12 April 2011
Noam Chomsky: Clark University, Worcester, MA, Q&A Partial Transcript
57:10 - 1:00:35
Questioner: In your opinion, if the United States was able to switch entirely to domestically produced renewable energy resources, and we no longer needed to rely on any oil from the Arab world, what sort of impact would this have on US-Arab relations?
Chomsky: Approximately zero in my opinion. There's a lot of mythology about this. The US doesn't get most of its oil from the Middle East. In fact if you look at US energy policy, so for example, the year 2000, the last Clinton year, they came out with a big study of energy and the conclusion was: the US of course has to control the Middle East -- that goes way back, that's a matter of world control -- but the US itself, it said, should rely on more secure Atlantic Basin supplies, meaning western hemisphere and west Africa. So, the rest of the world can rely on insecure supplies, but we've got to make sure we rely on secure ones.

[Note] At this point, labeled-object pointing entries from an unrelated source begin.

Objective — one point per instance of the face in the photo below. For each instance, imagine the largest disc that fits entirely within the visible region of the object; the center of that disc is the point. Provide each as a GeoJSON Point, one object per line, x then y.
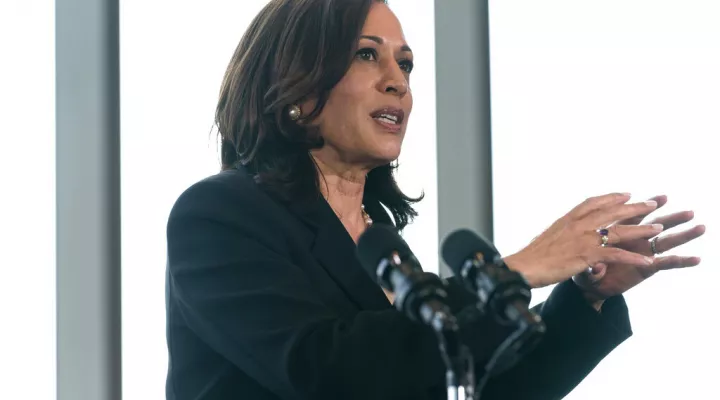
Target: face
{"type": "Point", "coordinates": [366, 114]}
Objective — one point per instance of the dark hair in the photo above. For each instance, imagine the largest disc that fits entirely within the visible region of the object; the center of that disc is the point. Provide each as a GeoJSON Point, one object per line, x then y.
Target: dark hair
{"type": "Point", "coordinates": [294, 50]}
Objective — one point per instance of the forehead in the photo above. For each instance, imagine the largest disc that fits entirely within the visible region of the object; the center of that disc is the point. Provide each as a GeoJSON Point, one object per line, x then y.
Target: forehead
{"type": "Point", "coordinates": [382, 22]}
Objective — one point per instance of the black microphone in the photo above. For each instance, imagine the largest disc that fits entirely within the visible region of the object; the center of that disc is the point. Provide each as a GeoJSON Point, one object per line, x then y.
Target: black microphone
{"type": "Point", "coordinates": [502, 293]}
{"type": "Point", "coordinates": [421, 296]}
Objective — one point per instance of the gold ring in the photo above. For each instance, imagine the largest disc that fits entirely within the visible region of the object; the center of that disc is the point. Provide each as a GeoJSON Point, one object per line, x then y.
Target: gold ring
{"type": "Point", "coordinates": [653, 246]}
{"type": "Point", "coordinates": [604, 238]}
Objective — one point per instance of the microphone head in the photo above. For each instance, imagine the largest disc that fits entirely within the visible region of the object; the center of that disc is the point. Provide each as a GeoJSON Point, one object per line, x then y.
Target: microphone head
{"type": "Point", "coordinates": [463, 245]}
{"type": "Point", "coordinates": [377, 242]}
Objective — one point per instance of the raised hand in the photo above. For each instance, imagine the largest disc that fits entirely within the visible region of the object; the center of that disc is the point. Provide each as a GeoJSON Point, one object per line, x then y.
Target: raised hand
{"type": "Point", "coordinates": [572, 244]}
{"type": "Point", "coordinates": [605, 280]}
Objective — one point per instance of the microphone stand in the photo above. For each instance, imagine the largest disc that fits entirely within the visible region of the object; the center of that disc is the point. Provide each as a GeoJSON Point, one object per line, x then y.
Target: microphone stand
{"type": "Point", "coordinates": [460, 372]}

In fact if you look back at the history, it really is surreal. Back in the 1950s for example, the US was the main producer and in fact the main exporter. The Eisenhower administration made a decision to essentially eliminate US domestic resources, to take US oil only from Texas, which was much more expensive than from Saudi Arabia, but this was for the benefit of Texas oil producers.
So there was a decision to exhaust US domestic resources -- of course they couldn't exhaust it -- but to deplete US domestic resources for the benefit of Texas oil producers and a couple of corrupt cabinet members, who pretty soon were big-shots in the Texas oil system. So, Americans paid a lot more for oil. That's what they were doing and that went on for I think 14 years, right through the Democratic administrations of the 60s.

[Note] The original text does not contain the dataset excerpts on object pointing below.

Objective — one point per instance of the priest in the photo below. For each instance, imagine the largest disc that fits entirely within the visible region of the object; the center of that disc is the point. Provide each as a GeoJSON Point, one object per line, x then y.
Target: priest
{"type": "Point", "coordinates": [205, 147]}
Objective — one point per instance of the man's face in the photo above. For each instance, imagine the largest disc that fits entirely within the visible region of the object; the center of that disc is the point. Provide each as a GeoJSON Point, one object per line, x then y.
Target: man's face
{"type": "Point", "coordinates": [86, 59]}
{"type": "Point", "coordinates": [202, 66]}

What they were essentially doing was depleting US oil resources, leaving big holes in the ground, which we now call the strategic petroleum reserve, and we fill it up from imported oil from Saudi Arabia. These systems are run in order to make money for the right kind of people, not for reasons of security. And today, to get back to your question, if the US were running 100% on solar power, we'd have exactly the same policies towards the Middle East.
You go back to the global planning at the end of the Second World War, it was recognized pretty clearly, in fact said -- I'll quote one of the leading advisers, one of Roosevelt and Truman's leading advisers -- that "if we can control Middle East oil, we will have substantial control of the world." Because it's such a powerful instrument of control. And that remained true right through the 50s when the US wasn't using, practically not using the oil at all. And it would continue today.
These are instruments of world control.